The problem gets worse, as soon as I use a class variable:

class HHH : Object {
        private ThreadFunc f;
        public int t;
        public void run() {
                t = 4;
                string test = "test";
                try {
                        f = ()=> { Thread.usleep(1000); print("in thread : %s 
%d \n", test,
t); };
                        Thread.create(f, false);
                }
                catch(GLib.ThreadError e) {
                        print("%s", e.message);
                }
        }
        
        public static MainLoop loop;
        
        public static int main() {
                loop = new MainLoop(null, false);
                var h = new HHH();
                h.run();
                loop.run();
                return 0;
        }
}

This leads to a segmentation fault. Am I doing something wrong here?

Regards,
Jörn


Am Donnerstag, den 14.01.2010, 00:38 +0100 schrieb Łukasz Pankowski:
> JM <[email protected]> writes:
> 
> > Hi all
> > I just played around with closures as thread functions.
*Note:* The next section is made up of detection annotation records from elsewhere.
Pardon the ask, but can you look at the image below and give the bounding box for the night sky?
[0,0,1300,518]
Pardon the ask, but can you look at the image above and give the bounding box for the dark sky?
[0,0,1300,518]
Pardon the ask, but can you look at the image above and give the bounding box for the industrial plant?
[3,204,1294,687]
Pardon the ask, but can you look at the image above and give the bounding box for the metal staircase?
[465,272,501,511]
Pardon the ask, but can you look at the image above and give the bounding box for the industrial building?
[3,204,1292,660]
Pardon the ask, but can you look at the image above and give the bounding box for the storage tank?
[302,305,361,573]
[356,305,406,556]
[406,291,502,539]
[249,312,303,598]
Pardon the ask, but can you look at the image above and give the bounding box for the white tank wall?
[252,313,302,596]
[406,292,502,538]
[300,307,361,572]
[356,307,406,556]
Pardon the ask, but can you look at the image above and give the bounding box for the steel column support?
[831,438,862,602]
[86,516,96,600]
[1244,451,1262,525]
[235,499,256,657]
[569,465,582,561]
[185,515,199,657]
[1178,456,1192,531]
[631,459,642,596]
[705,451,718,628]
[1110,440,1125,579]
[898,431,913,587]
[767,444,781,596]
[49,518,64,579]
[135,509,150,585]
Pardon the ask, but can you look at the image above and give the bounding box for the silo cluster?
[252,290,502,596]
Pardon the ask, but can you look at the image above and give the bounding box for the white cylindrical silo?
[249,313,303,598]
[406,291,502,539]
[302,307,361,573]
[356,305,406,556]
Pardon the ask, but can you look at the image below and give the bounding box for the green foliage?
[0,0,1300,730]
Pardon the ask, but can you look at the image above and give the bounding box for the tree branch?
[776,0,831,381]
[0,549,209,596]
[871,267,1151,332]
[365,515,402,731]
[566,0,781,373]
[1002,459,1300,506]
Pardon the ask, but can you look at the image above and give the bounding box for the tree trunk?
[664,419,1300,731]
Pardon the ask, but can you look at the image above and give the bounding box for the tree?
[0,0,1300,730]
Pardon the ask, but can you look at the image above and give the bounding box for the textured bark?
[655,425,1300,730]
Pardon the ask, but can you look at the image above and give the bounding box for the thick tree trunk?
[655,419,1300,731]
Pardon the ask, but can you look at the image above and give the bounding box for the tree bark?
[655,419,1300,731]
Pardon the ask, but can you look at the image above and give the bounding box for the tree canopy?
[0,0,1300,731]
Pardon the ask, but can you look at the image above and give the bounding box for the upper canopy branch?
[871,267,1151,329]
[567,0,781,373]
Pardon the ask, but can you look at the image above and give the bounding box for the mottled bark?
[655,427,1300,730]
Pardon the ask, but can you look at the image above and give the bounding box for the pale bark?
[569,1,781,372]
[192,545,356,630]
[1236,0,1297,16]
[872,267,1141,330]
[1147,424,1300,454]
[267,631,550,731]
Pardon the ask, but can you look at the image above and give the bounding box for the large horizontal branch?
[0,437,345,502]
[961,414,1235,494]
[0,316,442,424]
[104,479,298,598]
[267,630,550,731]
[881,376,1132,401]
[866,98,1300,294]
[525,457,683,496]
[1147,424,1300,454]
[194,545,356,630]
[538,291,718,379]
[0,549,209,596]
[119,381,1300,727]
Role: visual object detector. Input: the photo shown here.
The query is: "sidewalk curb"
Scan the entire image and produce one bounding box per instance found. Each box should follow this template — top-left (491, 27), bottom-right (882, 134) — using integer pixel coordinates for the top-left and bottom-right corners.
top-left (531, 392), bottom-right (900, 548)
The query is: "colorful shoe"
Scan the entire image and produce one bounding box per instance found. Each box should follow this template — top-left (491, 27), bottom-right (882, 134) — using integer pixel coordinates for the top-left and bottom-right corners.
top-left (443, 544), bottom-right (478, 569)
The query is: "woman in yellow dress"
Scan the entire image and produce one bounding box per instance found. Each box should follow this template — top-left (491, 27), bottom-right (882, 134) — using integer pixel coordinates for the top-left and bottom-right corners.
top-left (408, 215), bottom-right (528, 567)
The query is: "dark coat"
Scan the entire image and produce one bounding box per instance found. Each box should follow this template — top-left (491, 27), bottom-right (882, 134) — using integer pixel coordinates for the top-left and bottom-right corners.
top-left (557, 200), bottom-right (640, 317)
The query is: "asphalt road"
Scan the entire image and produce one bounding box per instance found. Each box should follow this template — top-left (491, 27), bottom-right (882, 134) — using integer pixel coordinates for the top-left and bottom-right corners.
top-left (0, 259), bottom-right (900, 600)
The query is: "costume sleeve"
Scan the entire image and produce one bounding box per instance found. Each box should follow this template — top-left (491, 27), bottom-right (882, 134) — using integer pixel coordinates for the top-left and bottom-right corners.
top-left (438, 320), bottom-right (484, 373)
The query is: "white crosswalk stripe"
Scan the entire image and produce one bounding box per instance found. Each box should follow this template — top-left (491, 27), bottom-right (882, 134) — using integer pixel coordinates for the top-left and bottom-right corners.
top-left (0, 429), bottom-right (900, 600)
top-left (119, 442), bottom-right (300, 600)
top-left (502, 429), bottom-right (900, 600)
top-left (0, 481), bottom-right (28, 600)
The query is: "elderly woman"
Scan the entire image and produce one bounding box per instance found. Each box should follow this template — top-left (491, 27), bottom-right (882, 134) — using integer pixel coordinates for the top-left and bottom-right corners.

I'm not sure if
> > this example is supposed to work, but at least it compiles.
> >
> >
> > class HHH : Object {
> >     public void run() {
> >             string test = "test";
> >             try {
> >                     Thread.create( ()=> { print("in thread : %s \n", test); 
> > }, false);
> 
> Hi
> 
> if you look into a hhh.c generated with
> 
> valac -C --thread hhh.vala
> 
> you can see that the clause data is destroyed at the end of HHH.run
> (hhh_run in C) as the closure function is no longer referenced when
> exiting HHH.run, you have to assign the closure to a variable to keep
> it alive, for example
> 
> class HHH : Object {
>       ThreadFunc f;
>       public void run() {
>               string test = "test";
>               try {
>                   f = ()=> { Thread.usleep(1000); print("in thread : %s \n", 
> test); };
>                   Thread.create(f, false);
> 
> it gives a compilation warning but works (I needed to add usleep to observe 
> your problem)
> 
> $ valac --thread --pkg posix temp.vala
> hhh.vala.c: In function ‘hhh_run’:
> hhh.vala.c:111: warning: assignment from incompatible pointer type
> 
> >
> > Anybody knows how this should be handled?